Fighting the war on crapware and bloatware
I found this story this morning on reddit.
So my friend recently has been telling grand tales of trading on Grand Fantasia, and I decided I should try the game since it seems he might actually be settling on an MMO for once. After running through the installer, I noted that the installer had quietly added (it did NOT ask to install it, or even mention that it would be installed) a little piece of adware called “Aeria Ignite”. And when I went to start the updater, this chunk of crapware started with it. Bonus: It had set itself up to start with Windows via registry key. Didn’t ask me or anything, just dropped the key in there. Allright, uninstalled that crap… and now my game won’t start.
I reinstalled the thing and did some digging. I found that the game shortcut pointed to aeria_launcher.exe, a 100K stub that checks if Ignite is installed, and if it isn’t, prompts you to install it; then it checks if Ignite is running, and if it isn’t, starts it; then it launches the REAL launcher, _Launcher.exe. No integration hooks or anything actually useful; just a malicious pseudo-launcher that forces you to run their crap.
Yes, that’s right. You can uninstall Ignite, delete aeria_launcher.exe, change the shortcut to point to _Launcher.exe, and play the game without their “required” crapware, no problem. So the app does, literally, NOTHING. Just yet another chunk of useless code to potentially cause problems.
Aeria, I’m sure you’re feeling the heat from the new competition in the F2P market, but forcing useless crapware on users is a great way to scare off more technically-minded customers.
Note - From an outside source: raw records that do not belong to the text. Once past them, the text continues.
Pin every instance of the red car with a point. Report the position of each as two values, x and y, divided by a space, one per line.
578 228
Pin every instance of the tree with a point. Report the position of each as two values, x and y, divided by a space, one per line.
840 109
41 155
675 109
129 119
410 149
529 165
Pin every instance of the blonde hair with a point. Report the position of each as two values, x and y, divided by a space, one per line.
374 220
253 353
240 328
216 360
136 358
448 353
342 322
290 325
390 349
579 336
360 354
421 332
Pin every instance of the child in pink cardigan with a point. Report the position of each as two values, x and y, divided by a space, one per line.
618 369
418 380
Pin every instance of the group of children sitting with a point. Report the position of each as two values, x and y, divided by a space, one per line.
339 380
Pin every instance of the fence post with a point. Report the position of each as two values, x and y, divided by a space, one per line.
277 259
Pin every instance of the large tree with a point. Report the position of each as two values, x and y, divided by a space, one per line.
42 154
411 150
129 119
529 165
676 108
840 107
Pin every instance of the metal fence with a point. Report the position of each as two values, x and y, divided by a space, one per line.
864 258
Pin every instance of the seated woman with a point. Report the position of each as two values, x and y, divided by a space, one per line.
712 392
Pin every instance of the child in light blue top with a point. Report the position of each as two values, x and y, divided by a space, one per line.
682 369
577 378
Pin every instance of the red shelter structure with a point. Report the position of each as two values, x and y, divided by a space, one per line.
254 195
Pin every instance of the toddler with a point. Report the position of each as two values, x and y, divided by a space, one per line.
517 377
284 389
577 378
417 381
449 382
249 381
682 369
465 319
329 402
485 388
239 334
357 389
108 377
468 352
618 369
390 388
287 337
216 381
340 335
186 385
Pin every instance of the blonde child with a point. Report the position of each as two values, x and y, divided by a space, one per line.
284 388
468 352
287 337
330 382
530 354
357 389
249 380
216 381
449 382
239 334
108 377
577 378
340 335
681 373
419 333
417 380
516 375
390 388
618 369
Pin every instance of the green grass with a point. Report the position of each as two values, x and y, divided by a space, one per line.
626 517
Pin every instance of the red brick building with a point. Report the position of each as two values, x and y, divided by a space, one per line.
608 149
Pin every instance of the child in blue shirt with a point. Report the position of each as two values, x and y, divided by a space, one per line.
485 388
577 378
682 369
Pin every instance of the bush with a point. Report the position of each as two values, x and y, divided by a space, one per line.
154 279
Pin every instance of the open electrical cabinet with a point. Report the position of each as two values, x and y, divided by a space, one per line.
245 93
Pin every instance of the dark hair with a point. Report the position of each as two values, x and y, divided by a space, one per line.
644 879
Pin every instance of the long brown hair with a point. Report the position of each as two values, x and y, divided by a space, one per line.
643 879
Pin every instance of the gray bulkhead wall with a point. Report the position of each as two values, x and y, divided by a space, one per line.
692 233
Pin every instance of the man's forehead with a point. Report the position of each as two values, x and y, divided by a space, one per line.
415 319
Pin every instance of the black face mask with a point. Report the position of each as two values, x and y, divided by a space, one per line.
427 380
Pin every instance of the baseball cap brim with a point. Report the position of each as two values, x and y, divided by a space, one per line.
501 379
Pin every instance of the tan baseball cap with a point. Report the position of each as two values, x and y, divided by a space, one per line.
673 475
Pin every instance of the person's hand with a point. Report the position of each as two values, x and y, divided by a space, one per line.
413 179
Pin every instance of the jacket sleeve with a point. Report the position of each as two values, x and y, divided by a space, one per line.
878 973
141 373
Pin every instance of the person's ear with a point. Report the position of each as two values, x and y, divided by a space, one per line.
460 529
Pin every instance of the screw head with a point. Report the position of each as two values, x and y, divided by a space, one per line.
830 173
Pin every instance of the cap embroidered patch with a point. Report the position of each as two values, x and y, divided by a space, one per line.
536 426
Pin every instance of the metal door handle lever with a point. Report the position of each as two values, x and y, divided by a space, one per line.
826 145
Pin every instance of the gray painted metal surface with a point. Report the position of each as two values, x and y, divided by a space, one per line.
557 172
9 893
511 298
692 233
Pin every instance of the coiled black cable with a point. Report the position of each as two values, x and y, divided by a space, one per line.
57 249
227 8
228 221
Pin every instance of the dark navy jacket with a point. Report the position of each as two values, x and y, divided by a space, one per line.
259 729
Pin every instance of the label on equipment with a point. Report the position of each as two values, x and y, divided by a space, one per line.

There are better F2P networks with better games that don’t make me clutter my system.
You think that’s bad. I didn’t know about the following.
Welcome to the world of F2P MMO’s, Korean ones in particular. Most stealth-install ones are there to monitor your input for abnormal behaviour or programs to prevent botting/automated keyboarding etc, but such programs walk a fine line between virus and malware.
Some examples that come to mind:
Silk Road comes with a backdoor rootkit which most virus scanners won’t pick up.
Nexon games come with ad programs which happily occupy your (desktop) screen when you exit the game. Can be manually deleted but are annoying. Login process to the game is insecure as it links to a website not using HTTPS.
Webzen and C9 have similar issues, I couldn’t even get the game to work, albeit it’s still in beta.
NCsoft has (temporarily) stopped using Pando Media Booster, which is a P2P streaming client, but some people claim to have issues with it, as well as it taking up unnecessary bandwidth during gameplay.
Several companies use Hackshield which is known to conflict with other programs.
In short, prepare for pain if you like F2P games.
The more I read the comments on reddit, the more I’m glad I don’t care for F2P games.